UniWav: Towards Unified Pre-training for Speech Representation Learning and Generation
This work addresses the overhead and cost of pre-training multiple foundation models in speech processing, offering a general-purpose alternative, though it is incremental as it builds on existing pre-training techniques.
The authors tackled the problem of separate foundation models for discriminative and generative speech tasks by proposing UniWav, a unified pre-training framework that jointly learns a representation encoder and generative audio decoder, achieving comparable performance to task-specific models on speech recognition, text-to-speech, and speech tokenization.

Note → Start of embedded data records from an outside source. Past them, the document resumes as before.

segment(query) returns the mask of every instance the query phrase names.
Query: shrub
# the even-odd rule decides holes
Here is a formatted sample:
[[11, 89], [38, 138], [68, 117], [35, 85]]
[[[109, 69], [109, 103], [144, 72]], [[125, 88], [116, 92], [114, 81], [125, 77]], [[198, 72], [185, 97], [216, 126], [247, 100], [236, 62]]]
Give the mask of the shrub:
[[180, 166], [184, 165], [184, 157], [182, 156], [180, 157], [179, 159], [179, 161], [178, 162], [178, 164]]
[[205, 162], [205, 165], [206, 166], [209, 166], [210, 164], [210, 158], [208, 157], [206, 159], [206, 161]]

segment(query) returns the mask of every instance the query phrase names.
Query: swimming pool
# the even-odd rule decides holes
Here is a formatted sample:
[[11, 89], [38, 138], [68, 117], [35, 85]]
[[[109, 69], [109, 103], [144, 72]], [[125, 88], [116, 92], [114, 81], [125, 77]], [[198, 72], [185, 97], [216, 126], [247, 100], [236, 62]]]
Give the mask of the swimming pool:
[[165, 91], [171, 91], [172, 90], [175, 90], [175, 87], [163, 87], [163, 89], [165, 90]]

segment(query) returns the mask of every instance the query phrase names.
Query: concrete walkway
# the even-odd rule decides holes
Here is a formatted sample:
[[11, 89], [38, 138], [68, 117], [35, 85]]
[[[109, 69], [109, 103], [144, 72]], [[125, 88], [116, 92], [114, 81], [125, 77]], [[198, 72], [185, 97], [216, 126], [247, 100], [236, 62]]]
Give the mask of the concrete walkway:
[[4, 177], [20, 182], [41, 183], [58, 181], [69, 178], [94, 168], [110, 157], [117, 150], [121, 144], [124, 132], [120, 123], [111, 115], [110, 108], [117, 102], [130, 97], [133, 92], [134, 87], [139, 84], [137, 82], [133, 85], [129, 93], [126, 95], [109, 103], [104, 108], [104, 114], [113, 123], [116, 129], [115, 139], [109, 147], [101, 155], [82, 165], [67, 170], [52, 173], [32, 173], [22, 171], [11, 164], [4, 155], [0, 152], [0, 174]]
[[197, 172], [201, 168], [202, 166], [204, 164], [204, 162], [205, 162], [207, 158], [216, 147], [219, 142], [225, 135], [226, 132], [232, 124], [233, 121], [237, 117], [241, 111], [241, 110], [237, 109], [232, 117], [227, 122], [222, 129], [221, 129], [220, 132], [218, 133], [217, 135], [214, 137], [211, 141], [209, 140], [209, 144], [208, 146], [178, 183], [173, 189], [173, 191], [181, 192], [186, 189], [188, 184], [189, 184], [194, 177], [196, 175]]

Pre-training and representation learning have been playing an increasingly important role in modern speech processing. Nevertheless, different applications have been relying on different foundation models, since predominant pre-training techniques are either designed for discriminative tasks or generative tasks. In this work, we make the first attempt at building a unified pre-training framework for both types of tasks in speech. We show that with the appropriate design choices for pre-training, one can jointly learn a representation encoder and generative audio decoder that can be applied to both types of tasks. We propose UniWav, an encoder-decoder framework designed to unify pre-training representation learning and generative tasks. On speech recognition, text-to-speech, and speech tokenization, UniWav achieves comparable performance to different existing foundation models, each trained on a specific task. Our findings suggest that a single general-purpose foundation model for speech can be built to replace different foundation models, reducing the overhead and cost of pre-training.